The article today is from Information Week, and the content is not a bit surprising. Blackboard MOOC Gains 15 More Colleges. Here’s the reason. “Schools that are currently licensing Blackboard’s learning management system, Blackboard Learn, will have access to the MOOC platform at no additional cost”.
Yes, and schools using Blackboard can dip their toe into innovation in a non-threatening way that adheres to so many adult learning principles. THIS is not all that different. This is just using Blackboard in new ways. Not a transformational, disorienting dilemma type of change. Just a little change that ties an innovation to existing templates of knowledge.

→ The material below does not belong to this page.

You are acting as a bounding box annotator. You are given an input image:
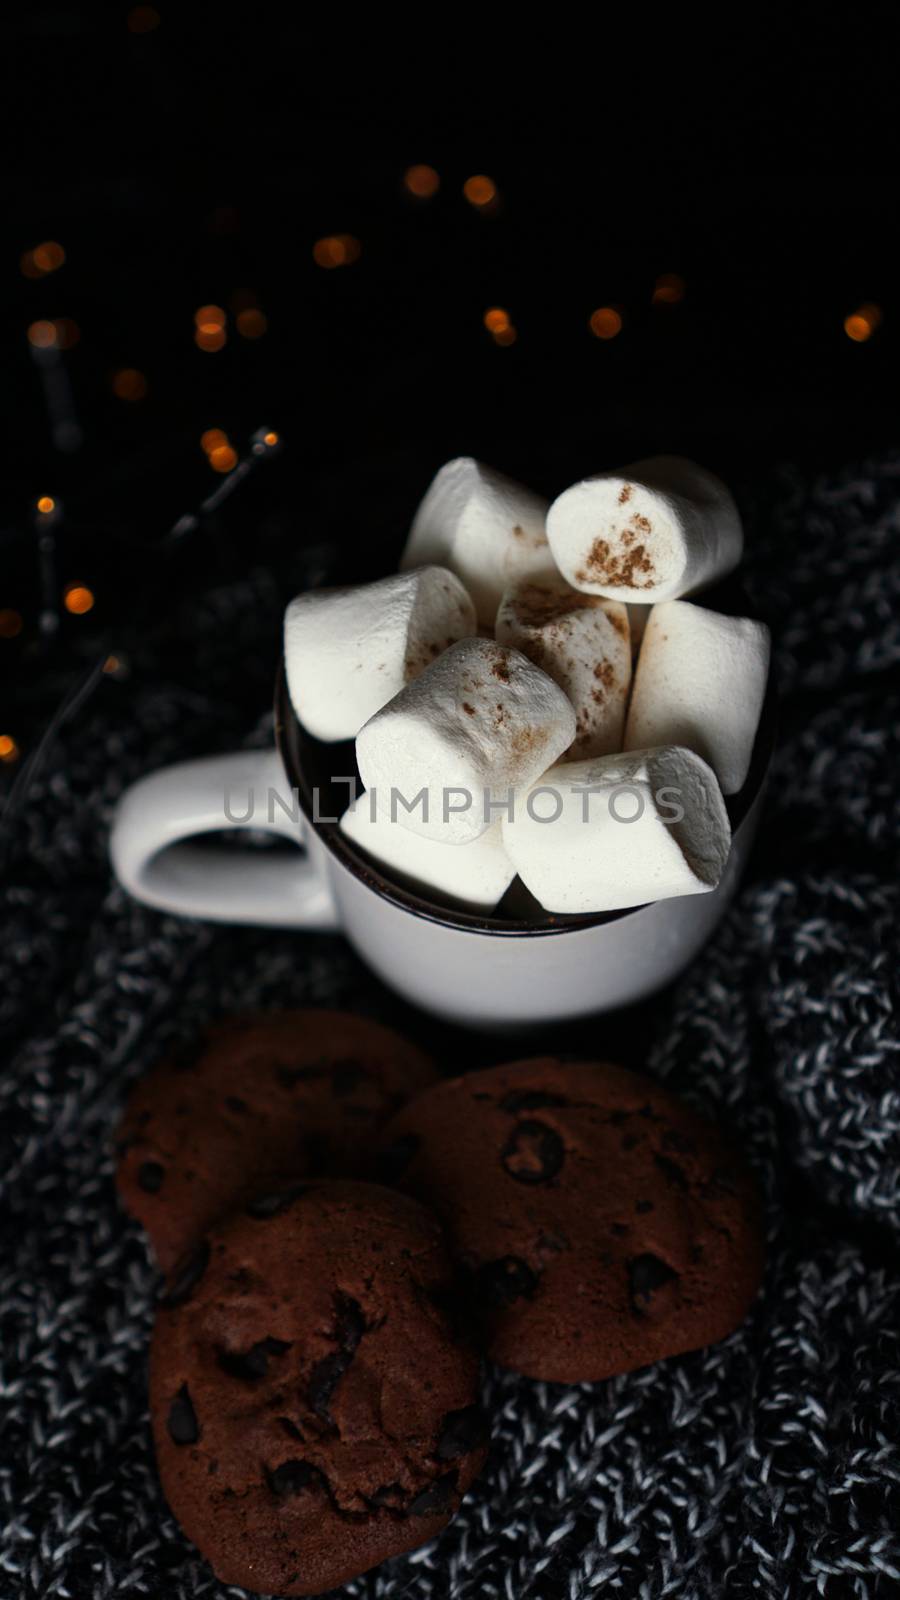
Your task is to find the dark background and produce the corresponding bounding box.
[2,9,898,777]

It works, it fits with the real world (not the post-modern idealism that we often speak about in EdTech circles.) This is for the regular folks, the schools that want to show innovative initiatives but without meandering too far from what they know.
An LMS is not software, and it is not just a learning management system. It is an entire eco-system. Yes, there is the software. But there is the Support Desk, and Instructors already know how to use it, and Learners are comfortable with it. The cost of changing to Canvas or D2L or Moodle or other alternative is not just about the software. It is about that entire ecosystem, and the learning curve involved. The cost of training, staff time, student time, instructors having to be sure students figured out how things work now – huge.
Using Blackboard, which is tried and true and familiar, is the perfect answer for so many schools. Information week says “Although many schools wanted to try them, most MOOC platforms did not suit their needs. ‘When you give a taste of your institution, you really want to make it look like a course,’ said Blot. ‘MOOCs at the beginning weren’t like that.'” Right.